The table based unwinding is much more complex being essentially a set
of instructions to the unwinder code about which values to read from
the stack into a set of pseudo-registers, corrections to the stack
pointer, or transfers from the pseudo-registers. I haven't analysed
this code enough to really know the implications of what could be
possible if the values on the stack change while this code is running
on another CPU (it's not my code!) There is an attempt to bounds-limit
the virtual stack pointer after each unwind instruction is processed
to catch the unwinder doing anything silly, so it may be safe in so far
as it will fail should it encounter anything "stupid".

However, get_wchan() is a different case; we know for certain that the
task is blocked, so it won't be running on another CPU, and with your
patch 4, we have this guarantee. However, that is not true of all
callers to the stacktracing code, so I don't see how we can sanely
switch to using the stacktracing code for this.

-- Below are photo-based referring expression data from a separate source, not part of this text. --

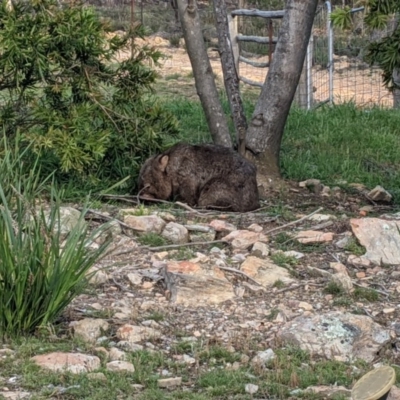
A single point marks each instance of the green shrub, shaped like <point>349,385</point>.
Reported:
<point>40,272</point>
<point>87,114</point>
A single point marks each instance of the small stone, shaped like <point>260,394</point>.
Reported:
<point>306,306</point>
<point>169,382</point>
<point>380,194</point>
<point>262,357</point>
<point>389,310</point>
<point>116,354</point>
<point>358,261</point>
<point>89,329</point>
<point>250,388</point>
<point>320,217</point>
<point>188,360</point>
<point>255,228</point>
<point>222,226</point>
<point>147,285</point>
<point>311,237</point>
<point>122,366</point>
<point>145,223</point>
<point>175,233</point>
<point>135,279</point>
<point>260,249</point>
<point>98,376</point>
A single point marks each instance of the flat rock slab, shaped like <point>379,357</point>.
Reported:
<point>343,337</point>
<point>381,239</point>
<point>197,285</point>
<point>72,362</point>
<point>264,271</point>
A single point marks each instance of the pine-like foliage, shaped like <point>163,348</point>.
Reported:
<point>85,113</point>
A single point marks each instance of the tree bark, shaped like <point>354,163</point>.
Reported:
<point>231,78</point>
<point>265,132</point>
<point>202,71</point>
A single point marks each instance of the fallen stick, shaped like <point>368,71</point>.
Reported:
<point>294,222</point>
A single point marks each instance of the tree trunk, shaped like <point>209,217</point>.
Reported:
<point>203,74</point>
<point>231,78</point>
<point>265,132</point>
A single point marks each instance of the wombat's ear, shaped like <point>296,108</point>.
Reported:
<point>163,162</point>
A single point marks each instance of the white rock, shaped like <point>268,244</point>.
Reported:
<point>175,233</point>
<point>122,366</point>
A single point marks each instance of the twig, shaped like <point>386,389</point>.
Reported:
<point>175,246</point>
<point>237,271</point>
<point>107,218</point>
<point>294,222</point>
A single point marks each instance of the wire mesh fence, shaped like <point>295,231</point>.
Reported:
<point>336,68</point>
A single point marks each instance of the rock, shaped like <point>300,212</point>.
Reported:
<point>255,228</point>
<point>250,388</point>
<point>394,393</point>
<point>344,241</point>
<point>243,239</point>
<point>292,253</point>
<point>329,392</point>
<point>120,366</point>
<point>321,217</point>
<point>359,262</point>
<point>175,233</point>
<point>195,285</point>
<point>305,306</point>
<point>109,230</point>
<point>262,357</point>
<point>72,362</point>
<point>378,193</point>
<point>145,223</point>
<point>97,276</point>
<point>326,191</point>
<point>169,382</point>
<point>99,376</point>
<point>134,333</point>
<point>222,226</point>
<point>89,329</point>
<point>341,277</point>
<point>312,237</point>
<point>265,272</point>
<point>336,335</point>
<point>14,395</point>
<point>116,355</point>
<point>134,278</point>
<point>260,250</point>
<point>314,185</point>
<point>381,239</point>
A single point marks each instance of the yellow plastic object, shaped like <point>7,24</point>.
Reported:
<point>374,385</point>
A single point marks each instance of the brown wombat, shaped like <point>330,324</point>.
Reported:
<point>204,175</point>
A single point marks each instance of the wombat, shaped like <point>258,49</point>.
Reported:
<point>204,175</point>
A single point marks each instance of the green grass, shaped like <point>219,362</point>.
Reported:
<point>291,369</point>
<point>330,143</point>
<point>151,239</point>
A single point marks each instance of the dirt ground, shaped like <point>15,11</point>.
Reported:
<point>352,80</point>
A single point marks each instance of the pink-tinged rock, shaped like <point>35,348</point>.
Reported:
<point>380,238</point>
<point>336,335</point>
<point>243,239</point>
<point>134,333</point>
<point>222,226</point>
<point>265,272</point>
<point>195,285</point>
<point>312,237</point>
<point>72,362</point>
<point>145,223</point>
<point>255,228</point>
<point>89,329</point>
<point>358,261</point>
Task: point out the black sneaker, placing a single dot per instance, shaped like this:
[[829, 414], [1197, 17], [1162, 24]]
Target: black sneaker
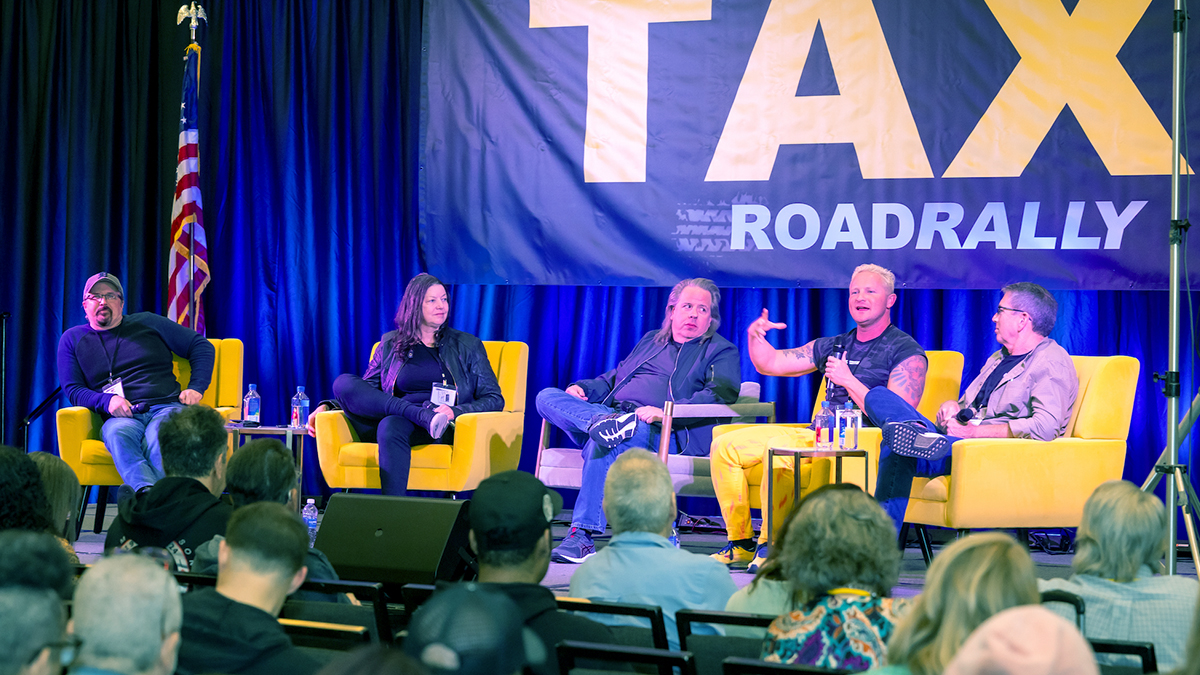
[[911, 440], [610, 430]]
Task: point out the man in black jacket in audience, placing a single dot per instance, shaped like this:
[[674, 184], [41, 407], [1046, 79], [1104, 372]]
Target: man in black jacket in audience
[[510, 517]]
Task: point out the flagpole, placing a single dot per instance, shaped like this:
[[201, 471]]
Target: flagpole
[[196, 13]]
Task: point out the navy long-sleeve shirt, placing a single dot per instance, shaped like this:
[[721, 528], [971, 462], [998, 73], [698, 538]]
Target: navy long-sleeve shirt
[[139, 352]]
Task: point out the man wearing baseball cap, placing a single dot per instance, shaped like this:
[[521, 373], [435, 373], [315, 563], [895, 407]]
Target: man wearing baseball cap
[[120, 366], [510, 517]]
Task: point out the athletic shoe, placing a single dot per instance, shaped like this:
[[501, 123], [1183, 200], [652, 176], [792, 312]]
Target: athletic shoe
[[733, 555], [760, 557], [613, 428], [912, 440], [576, 547]]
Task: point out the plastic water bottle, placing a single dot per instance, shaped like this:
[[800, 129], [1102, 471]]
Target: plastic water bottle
[[299, 408], [849, 423], [823, 425], [252, 407], [310, 519]]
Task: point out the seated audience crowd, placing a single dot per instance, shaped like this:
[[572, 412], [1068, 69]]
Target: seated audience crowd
[[827, 580]]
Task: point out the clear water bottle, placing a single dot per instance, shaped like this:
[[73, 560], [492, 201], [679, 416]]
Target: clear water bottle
[[823, 425], [299, 408], [850, 420], [252, 407], [310, 519]]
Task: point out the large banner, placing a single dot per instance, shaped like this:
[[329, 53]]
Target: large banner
[[963, 143]]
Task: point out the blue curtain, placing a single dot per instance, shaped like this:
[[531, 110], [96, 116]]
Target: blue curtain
[[309, 168]]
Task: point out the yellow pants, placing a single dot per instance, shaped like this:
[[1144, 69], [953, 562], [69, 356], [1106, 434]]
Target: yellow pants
[[733, 455]]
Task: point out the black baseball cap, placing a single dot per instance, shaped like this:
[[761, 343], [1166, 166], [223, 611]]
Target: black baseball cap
[[511, 509]]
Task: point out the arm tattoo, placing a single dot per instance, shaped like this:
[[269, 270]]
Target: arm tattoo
[[909, 378], [803, 354]]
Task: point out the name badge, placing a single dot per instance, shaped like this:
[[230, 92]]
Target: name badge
[[443, 395], [114, 387]]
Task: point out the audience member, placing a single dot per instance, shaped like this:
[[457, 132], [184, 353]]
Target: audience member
[[63, 493], [1122, 537], [640, 565], [467, 629], [35, 578], [233, 628], [841, 561], [263, 471], [967, 583], [1025, 640], [126, 619], [769, 592], [510, 515], [373, 659], [184, 509], [23, 502]]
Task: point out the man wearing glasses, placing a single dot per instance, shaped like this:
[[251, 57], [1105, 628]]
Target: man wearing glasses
[[1024, 390], [120, 366]]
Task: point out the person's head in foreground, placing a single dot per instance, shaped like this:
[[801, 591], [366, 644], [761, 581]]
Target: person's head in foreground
[[262, 559], [510, 515], [467, 629], [1025, 640], [971, 580], [639, 495], [840, 538], [1122, 530], [126, 617]]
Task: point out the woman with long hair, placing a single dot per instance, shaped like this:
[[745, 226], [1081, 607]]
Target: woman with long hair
[[420, 378], [840, 560], [967, 583]]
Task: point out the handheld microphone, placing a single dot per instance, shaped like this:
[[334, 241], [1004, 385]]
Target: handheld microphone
[[837, 352]]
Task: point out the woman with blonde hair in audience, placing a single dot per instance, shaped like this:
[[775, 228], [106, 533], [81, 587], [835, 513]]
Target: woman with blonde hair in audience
[[841, 561], [971, 580], [63, 491]]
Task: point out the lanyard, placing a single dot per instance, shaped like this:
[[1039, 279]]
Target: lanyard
[[117, 347]]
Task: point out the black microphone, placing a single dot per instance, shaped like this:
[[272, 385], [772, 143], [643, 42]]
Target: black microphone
[[837, 352]]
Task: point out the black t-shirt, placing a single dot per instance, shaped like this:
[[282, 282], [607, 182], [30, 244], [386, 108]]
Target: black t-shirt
[[1007, 363], [871, 362], [414, 382]]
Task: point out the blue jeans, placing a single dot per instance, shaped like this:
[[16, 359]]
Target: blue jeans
[[574, 416], [897, 472], [133, 443]]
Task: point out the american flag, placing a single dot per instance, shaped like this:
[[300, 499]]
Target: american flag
[[189, 264]]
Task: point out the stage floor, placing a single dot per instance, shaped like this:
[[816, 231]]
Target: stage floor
[[912, 569]]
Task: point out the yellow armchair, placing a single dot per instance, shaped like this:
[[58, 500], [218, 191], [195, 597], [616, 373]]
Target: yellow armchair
[[1023, 483], [484, 442], [942, 380], [78, 428]]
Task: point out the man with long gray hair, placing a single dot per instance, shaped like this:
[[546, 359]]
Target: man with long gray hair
[[640, 565], [684, 362], [126, 617], [1122, 539]]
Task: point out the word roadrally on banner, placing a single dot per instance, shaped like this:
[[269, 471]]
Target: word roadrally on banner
[[781, 142]]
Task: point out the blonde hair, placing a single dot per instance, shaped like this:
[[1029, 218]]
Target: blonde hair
[[972, 579], [1122, 529], [883, 273]]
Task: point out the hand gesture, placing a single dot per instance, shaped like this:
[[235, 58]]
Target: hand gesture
[[312, 419], [119, 407], [757, 330]]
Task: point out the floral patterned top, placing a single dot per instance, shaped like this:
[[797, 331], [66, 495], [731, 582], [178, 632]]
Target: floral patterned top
[[846, 629]]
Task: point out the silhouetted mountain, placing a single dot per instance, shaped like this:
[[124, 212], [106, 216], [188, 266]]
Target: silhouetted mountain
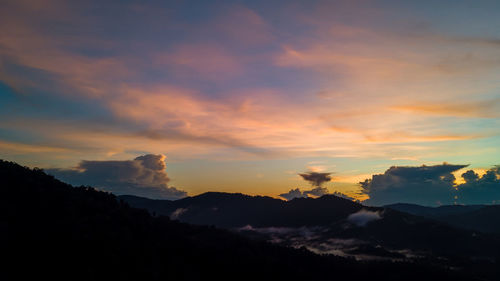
[[51, 230], [237, 210], [483, 218], [326, 218]]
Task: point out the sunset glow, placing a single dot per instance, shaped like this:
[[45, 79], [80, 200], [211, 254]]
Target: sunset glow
[[242, 96]]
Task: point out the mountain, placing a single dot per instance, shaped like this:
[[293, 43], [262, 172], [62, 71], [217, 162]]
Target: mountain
[[483, 218], [315, 223], [238, 210], [51, 230]]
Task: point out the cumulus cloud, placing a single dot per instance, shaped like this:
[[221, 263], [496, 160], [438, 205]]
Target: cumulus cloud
[[143, 176], [315, 192], [425, 185], [293, 193], [342, 195], [477, 189], [315, 178], [363, 217]]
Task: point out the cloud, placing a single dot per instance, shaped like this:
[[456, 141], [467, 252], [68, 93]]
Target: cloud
[[363, 217], [143, 176], [293, 193], [477, 189], [425, 185], [316, 179], [177, 213]]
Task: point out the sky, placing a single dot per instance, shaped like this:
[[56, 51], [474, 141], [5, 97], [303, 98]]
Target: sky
[[242, 96]]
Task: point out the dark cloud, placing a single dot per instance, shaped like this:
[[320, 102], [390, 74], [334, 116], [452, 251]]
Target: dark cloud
[[316, 179], [480, 190], [315, 192], [293, 193], [424, 185], [144, 176], [363, 217]]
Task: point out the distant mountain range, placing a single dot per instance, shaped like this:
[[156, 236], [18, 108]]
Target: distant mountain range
[[314, 223], [51, 230], [483, 218]]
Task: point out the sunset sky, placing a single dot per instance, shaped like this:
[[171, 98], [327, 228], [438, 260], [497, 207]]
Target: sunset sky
[[241, 96]]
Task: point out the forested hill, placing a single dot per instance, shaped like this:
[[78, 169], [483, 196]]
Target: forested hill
[[51, 230]]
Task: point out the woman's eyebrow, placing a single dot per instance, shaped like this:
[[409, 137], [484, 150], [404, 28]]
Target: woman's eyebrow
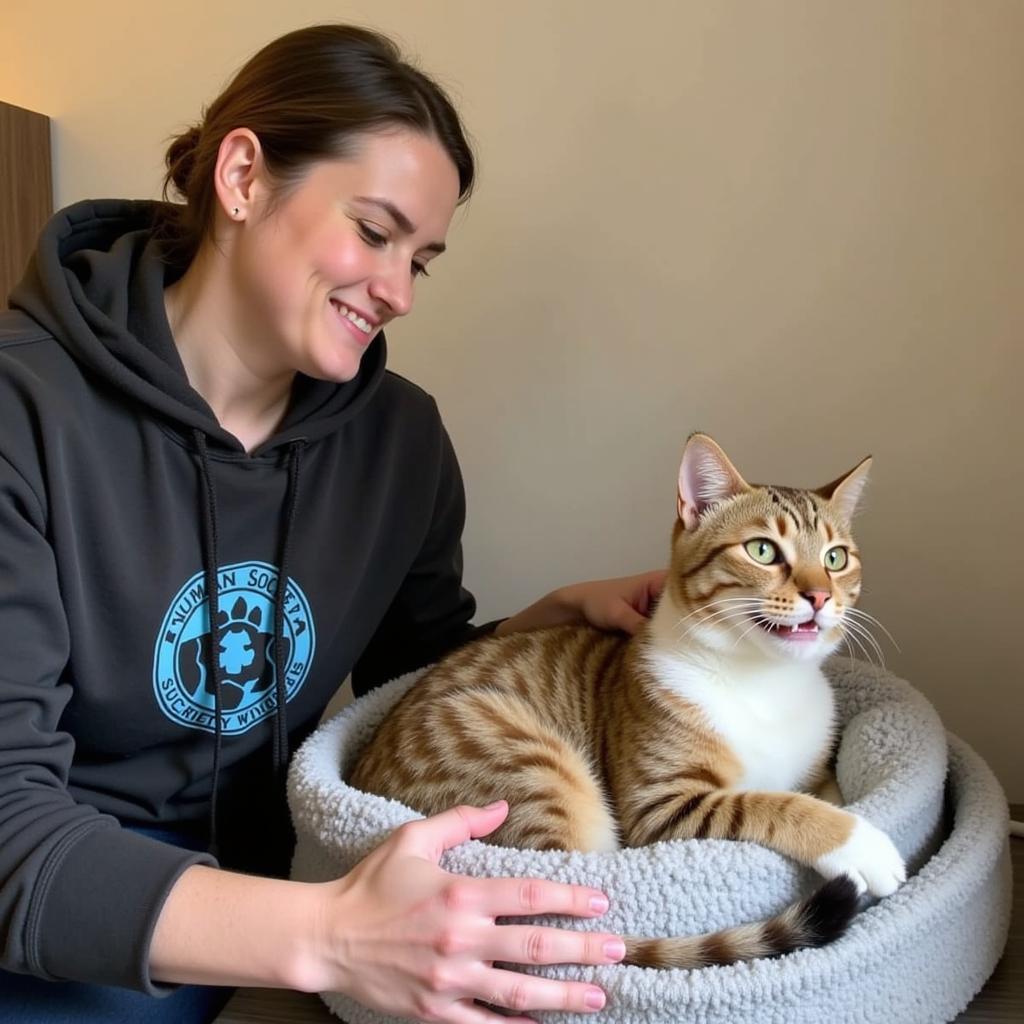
[[400, 219]]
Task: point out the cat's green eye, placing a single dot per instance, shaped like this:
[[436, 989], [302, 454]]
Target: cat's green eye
[[763, 552], [836, 559]]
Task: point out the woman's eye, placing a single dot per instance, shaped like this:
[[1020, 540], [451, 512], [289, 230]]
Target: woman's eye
[[836, 559], [374, 238], [763, 552]]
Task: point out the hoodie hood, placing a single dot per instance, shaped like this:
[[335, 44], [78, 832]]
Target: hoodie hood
[[96, 283]]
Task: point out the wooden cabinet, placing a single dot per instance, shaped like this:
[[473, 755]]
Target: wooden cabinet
[[26, 189]]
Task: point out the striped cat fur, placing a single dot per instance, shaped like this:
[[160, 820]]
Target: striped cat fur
[[714, 720]]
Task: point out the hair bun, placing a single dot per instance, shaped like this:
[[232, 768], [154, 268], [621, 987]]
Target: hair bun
[[180, 160]]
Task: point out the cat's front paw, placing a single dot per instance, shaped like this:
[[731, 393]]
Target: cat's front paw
[[868, 857]]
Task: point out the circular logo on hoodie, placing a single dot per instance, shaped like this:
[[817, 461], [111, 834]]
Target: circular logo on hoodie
[[243, 642]]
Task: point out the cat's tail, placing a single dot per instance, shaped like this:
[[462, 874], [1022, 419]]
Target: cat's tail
[[820, 919]]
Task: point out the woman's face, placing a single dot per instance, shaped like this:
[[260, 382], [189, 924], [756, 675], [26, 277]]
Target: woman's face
[[320, 273]]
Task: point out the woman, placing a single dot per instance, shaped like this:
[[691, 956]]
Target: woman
[[194, 406]]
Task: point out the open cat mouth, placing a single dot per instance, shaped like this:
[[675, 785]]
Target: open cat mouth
[[799, 632]]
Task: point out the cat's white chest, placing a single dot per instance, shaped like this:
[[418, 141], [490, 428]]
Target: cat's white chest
[[777, 721]]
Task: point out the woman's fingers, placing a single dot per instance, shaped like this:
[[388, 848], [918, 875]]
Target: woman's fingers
[[525, 944], [526, 897], [523, 992], [431, 837]]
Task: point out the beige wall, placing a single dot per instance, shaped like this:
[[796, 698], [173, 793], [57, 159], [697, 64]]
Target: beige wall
[[798, 225]]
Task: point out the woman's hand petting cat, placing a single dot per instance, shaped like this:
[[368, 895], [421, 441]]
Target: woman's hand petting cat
[[623, 603], [406, 937]]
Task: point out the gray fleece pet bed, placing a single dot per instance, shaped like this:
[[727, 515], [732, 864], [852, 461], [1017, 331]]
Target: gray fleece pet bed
[[916, 957]]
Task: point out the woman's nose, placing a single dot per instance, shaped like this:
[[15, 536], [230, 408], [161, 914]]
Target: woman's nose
[[393, 287]]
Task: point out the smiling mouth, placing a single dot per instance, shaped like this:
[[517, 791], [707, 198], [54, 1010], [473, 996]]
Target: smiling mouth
[[359, 323], [799, 632]]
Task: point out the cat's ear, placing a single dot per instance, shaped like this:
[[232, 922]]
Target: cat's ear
[[706, 477], [846, 492]]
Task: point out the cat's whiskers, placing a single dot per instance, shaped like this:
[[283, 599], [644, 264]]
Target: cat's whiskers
[[863, 631], [855, 632], [722, 615], [858, 614], [759, 621], [721, 600]]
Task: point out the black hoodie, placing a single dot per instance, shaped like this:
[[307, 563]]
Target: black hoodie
[[124, 509]]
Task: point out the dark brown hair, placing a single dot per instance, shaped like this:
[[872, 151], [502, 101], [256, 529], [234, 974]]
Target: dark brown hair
[[307, 96]]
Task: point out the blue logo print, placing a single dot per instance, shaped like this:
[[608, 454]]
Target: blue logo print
[[244, 642]]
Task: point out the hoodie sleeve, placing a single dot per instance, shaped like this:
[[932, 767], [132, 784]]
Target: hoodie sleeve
[[79, 895], [430, 615]]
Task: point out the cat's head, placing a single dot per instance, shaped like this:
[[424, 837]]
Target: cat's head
[[762, 567]]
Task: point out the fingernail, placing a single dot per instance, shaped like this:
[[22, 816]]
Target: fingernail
[[614, 949]]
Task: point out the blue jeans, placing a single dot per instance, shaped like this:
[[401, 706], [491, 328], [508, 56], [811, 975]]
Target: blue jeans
[[25, 999]]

Josh Poimboeuf Oct. 14, 2021, 7:51 p.m. UTC | #3

On Thu, Oct 14, 2021 at 02:38:19PM +0100, Russell King (Oracle) wrote:
> What is going on here is that the ARM stacktrace code refuses to trace
> non-current tasks in a SMP environment due to the racy nature of doing
> so if the non-current tasks are running.
> 
> When walking the stack with frame pointers, we:
> 
> - validate that the frame pointer is between the stack pointer and the
>   top of stack defined by that stack pointer.
> - we then load the next stack pointer and next frame pointer from the
>   stack.
> 
> The reason this is unsafe when the task is not blocked is the stack can
> change at any moment, which can cause the value read as a stack pointer
> to be wildly different. If the read frame pointer value is roughly in
> agreement, we can end up reading any part of memory, which would be an
> information leak.

It would be a good idea to add some guardrails to prevent that
regardless.  If there's stack corruption for any reason, the unwinder
shouldn't make things worse.

On x86 the unwinder relies on the caller to ensure the task is blocked
(or current).  If the caller doesn't do that, they might get garbage,
and they get to keep the pieces.

But an important part of that is that the unwinder has guardrails to
ensure it handles stack corruption gracefully by never accessing out of
bounds of the stack.

When multiple stacks are involved in a kernel execution path (task, irq,
exception, etc), the stacks link to each other (e.g., last word on the
irq stack might point to the task stack).  Also the irq/exception stack
addresses are stored in percpu variables, and the task stack is in the
task struct.  So the unwinder can easily make sure it's in-bounds.  See
get_stack_info() in arch/x86/kernel/dumpstack_64.c.